Mīrkhwānd (born 1433, Balkh [now in Afghanistan]—died June 22, 1498, Herāt) was one of the most important Persian chroniclers of Iran under the Timurid dynasty (15th century).
He was a member of an old family of sayyids (those who claim descent from the Prophet Muḥammad) established in Bukhara. Spending most of his life in Herāt in the court of the last Timurid sultan, Ḥusayn Bayqarah (1469–1506), Mīrkhwānd enjoyed the protection of Ḥusayn’s renowned minister, ʿAlī Shīr Navāʾī, a celebrated patron of literature and himself a writer of great distinction. At the request of his patron, he began about 1474 his general history, Rowzat oṣ-ṣafāʾ (Eng. trans. begun as History of the Early Kings of Persia, 1832; continued as The Rauzat-us-Safa; or, Garden of Purity, 1891–94).
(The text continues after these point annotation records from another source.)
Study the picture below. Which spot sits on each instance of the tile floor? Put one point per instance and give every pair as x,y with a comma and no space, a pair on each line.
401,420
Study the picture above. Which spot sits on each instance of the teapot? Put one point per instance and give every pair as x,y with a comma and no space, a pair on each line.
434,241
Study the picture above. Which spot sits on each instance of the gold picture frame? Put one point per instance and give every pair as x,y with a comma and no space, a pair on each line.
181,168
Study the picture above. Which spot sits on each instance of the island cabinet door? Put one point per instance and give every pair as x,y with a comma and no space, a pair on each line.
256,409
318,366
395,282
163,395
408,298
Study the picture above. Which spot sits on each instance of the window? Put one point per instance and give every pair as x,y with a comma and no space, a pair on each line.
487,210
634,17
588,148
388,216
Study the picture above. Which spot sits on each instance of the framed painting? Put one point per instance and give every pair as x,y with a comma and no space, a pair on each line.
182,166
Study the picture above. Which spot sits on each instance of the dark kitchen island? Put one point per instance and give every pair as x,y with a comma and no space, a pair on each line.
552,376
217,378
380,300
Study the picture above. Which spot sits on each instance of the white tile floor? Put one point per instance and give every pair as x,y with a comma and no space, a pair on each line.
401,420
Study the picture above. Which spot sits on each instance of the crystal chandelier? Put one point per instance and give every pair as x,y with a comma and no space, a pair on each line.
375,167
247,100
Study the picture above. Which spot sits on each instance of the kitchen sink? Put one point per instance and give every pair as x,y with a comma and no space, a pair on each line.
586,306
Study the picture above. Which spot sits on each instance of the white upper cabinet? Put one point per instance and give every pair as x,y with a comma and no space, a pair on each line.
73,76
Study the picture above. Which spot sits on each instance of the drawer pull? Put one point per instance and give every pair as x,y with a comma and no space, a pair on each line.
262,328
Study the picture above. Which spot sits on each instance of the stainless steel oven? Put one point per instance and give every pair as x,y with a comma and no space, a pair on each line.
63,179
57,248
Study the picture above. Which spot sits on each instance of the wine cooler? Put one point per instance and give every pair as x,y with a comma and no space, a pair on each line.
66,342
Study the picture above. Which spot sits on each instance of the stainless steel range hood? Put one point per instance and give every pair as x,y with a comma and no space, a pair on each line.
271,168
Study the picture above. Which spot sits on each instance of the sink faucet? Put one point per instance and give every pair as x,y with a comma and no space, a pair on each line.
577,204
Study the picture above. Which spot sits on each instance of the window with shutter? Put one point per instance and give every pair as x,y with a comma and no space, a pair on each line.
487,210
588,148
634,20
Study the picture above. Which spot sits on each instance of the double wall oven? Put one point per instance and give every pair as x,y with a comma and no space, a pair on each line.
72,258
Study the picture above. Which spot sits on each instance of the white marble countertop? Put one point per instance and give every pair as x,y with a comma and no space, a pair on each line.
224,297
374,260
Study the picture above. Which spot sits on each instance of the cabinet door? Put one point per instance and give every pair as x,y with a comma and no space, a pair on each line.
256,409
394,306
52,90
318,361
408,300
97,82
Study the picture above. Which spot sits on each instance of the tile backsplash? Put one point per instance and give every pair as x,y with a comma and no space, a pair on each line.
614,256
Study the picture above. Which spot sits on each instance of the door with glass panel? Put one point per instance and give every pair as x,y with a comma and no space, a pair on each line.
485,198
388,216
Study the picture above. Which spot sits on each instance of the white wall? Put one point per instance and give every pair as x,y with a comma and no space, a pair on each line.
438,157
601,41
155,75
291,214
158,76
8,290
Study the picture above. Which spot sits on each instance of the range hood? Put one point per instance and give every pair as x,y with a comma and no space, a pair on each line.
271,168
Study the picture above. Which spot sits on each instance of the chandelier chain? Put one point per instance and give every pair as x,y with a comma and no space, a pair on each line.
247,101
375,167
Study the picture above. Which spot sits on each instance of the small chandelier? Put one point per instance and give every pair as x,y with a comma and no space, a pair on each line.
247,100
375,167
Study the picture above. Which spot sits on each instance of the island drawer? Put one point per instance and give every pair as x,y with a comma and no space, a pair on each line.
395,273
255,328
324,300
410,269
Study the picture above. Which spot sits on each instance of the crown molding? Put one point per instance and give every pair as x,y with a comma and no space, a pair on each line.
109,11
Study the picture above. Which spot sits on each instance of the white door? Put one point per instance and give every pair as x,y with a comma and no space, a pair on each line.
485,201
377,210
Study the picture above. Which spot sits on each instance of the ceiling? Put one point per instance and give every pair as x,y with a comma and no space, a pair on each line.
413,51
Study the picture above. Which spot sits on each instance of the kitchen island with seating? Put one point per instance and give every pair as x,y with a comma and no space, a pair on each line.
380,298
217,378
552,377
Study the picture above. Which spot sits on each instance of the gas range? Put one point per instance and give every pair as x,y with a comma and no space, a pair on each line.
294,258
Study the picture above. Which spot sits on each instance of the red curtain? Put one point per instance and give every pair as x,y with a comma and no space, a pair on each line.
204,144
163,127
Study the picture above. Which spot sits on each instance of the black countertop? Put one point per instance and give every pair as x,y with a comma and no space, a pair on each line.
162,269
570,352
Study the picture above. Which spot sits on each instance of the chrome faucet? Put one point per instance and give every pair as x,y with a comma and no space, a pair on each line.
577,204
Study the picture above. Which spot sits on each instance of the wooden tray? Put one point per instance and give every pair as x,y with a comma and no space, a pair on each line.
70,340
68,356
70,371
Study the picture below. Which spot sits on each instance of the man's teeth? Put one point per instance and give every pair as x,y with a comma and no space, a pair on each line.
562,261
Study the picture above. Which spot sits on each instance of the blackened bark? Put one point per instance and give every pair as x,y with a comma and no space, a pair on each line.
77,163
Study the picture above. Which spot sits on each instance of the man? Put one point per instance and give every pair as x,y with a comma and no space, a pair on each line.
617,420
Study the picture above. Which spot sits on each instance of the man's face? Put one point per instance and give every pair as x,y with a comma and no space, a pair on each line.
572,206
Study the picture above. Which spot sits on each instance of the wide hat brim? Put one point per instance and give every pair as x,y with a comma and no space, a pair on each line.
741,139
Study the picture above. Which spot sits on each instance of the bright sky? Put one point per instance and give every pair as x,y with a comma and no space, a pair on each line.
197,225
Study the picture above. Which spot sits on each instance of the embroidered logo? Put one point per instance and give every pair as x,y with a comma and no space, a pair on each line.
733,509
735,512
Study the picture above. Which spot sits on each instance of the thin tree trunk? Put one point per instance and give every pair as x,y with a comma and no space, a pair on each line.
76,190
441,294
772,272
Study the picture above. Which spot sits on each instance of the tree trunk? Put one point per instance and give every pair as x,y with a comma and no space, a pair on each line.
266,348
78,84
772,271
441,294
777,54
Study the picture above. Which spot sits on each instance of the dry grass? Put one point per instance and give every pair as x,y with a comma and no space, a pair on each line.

The work is composed of seven large volumes and a geographic appendix, sometimes considered an eighth volume. The history begins with the age of the pre-Islāmic Persian kings and surveys the major Muslim rulers of Iran up to the events of 1523. The seventh volume may have been finished by Mīrkhwānd’s grandson, the historian Khwāndamīr (Khondamir), and in the 19th century Rezā Qolī Khān Hedāyat wrote a supplement to the work.
Mīrkhwānd is often criticized for his highly embellished and bombastic style and for his uncritical approach to the sources, but his history preserves sections from earlier works that have since been lost. Volumes 5 and 6 are particularly reliable, for they utilize the abundant historiographic materials of the Mongol and Timurid periods and furnish independent information on the events that are contemporary or nearly contemporary with the author’s lifetime.